Department of Gastroenterology, Research Center of Gastroenterology and Hepatology, University of Medicine and Pharmacy Craiova, Romania, Craiova, Dolj 200349, Romania.
World J Gastroenterol. 2011 Feb 14;17(6):691-6. doi: 10.3748/wjg.v17.i6.691.
Endoscopic ultrasound (EUS) has recently evolved through technological improvement of equipment, with a major clinical impact in digestive and mediastinal diseases. State-of-the-art EUS equipment now includes real-time sono-elastography, which might be useful for a better characterization of lesions and increased accuracy of differential diagnosis (for e.g. lymph nodes or focal pancreatic lesions). Contrast-enhanced EUS imaging is also available, and is already being used for the differential diagnosis of focal pancreatic masses. The recent development of low mechanical index contrast harmonic EUS imaging offers hope for improved diagnosis, staging and monitoring of anti-angiogenic treatment. Tridimensional EUS (3D-EUS) techniques can be applied to enhance the spatial understanding of EUS anatomy, especially for improved staging of tumors, obtained through a better assessment of the relationship with major surrounding vessels. Despite the progress gained through all these imaging techniques, they cannot replace cytological or histological diagnosis. However, real-time optical histological diagnosis can be achieved through the use of single-fiber confocal laser endomicroscopy techniques placed under real-time EUS-guidance through a 22G needle. Last, but not least, EUS-assisted natural orifice transluminal endoscopic surgery (NOTES) procedures offer a whole new area of imaging applications, used either for combination of NOTES peritoneoscopy and intraperitoneal EUS, but also for access of retroperitoneal organs through posterior EUS guidance.

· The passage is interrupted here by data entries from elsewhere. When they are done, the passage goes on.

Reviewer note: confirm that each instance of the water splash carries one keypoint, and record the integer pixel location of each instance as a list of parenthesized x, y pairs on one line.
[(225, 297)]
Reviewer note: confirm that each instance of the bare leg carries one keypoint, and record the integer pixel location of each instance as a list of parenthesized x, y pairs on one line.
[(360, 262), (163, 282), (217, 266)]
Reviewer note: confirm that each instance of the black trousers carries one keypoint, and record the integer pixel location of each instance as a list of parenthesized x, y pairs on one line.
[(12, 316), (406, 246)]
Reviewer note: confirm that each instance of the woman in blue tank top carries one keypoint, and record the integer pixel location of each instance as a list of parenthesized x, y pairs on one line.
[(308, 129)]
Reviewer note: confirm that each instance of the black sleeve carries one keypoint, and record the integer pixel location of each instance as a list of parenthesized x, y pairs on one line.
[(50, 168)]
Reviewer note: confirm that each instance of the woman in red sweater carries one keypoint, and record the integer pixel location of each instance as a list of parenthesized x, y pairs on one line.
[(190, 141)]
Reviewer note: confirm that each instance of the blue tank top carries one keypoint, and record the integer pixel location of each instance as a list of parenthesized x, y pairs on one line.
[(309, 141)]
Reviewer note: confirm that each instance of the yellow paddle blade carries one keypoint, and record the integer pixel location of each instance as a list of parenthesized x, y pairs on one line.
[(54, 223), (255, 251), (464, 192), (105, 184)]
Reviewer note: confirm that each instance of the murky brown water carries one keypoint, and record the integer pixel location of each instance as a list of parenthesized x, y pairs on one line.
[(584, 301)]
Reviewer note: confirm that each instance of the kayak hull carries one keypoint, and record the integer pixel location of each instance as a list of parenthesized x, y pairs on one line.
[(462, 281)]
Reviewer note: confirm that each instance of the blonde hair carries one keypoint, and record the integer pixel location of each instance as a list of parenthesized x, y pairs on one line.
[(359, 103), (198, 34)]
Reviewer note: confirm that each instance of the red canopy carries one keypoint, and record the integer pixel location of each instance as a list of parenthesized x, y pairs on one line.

内镜超声(EUS)最近通过设备技术的改进得到了发展,对消化系统和纵隔疾病的临床诊断具有重要影响。目前最先进的 EUS 设备现在包括实时声弹性成像,这可能有助于更好地对病变进行特征描述,提高鉴别诊断的准确性(例如,对淋巴结或局灶性胰腺病变)。对比增强的 EUS 成像也已投入使用,用于局灶性胰腺肿块的鉴别诊断。最近开发的低机械指数对比谐波 EUS 成像有望改善诊断、分期和对抗血管生成治疗的监测。三维 EUS(3D-EUS)技术可用于增强 EUS 解剖结构的空间理解,特别是通过更好地评估与主要周围血管的关系,提高肿瘤的分期。尽管所有这些成像技术都取得了进展,但它们不能替代细胞学或组织学诊断。然而,通过使用实时 EUS 引导下的 22G 针放置的单纤维共聚焦激光内窥显微镜技术,可以实现实时光学组织学诊断。最后但同样重要的是,EUS 辅助的自然腔道内镜外科(NOTES)手术为成像应用提供了一个全新的领域,用于NOTES 经皮腹腔镜检查和腹腔内 EUS 的联合,也用于通过后 EUS 引导进入腹膜后器官。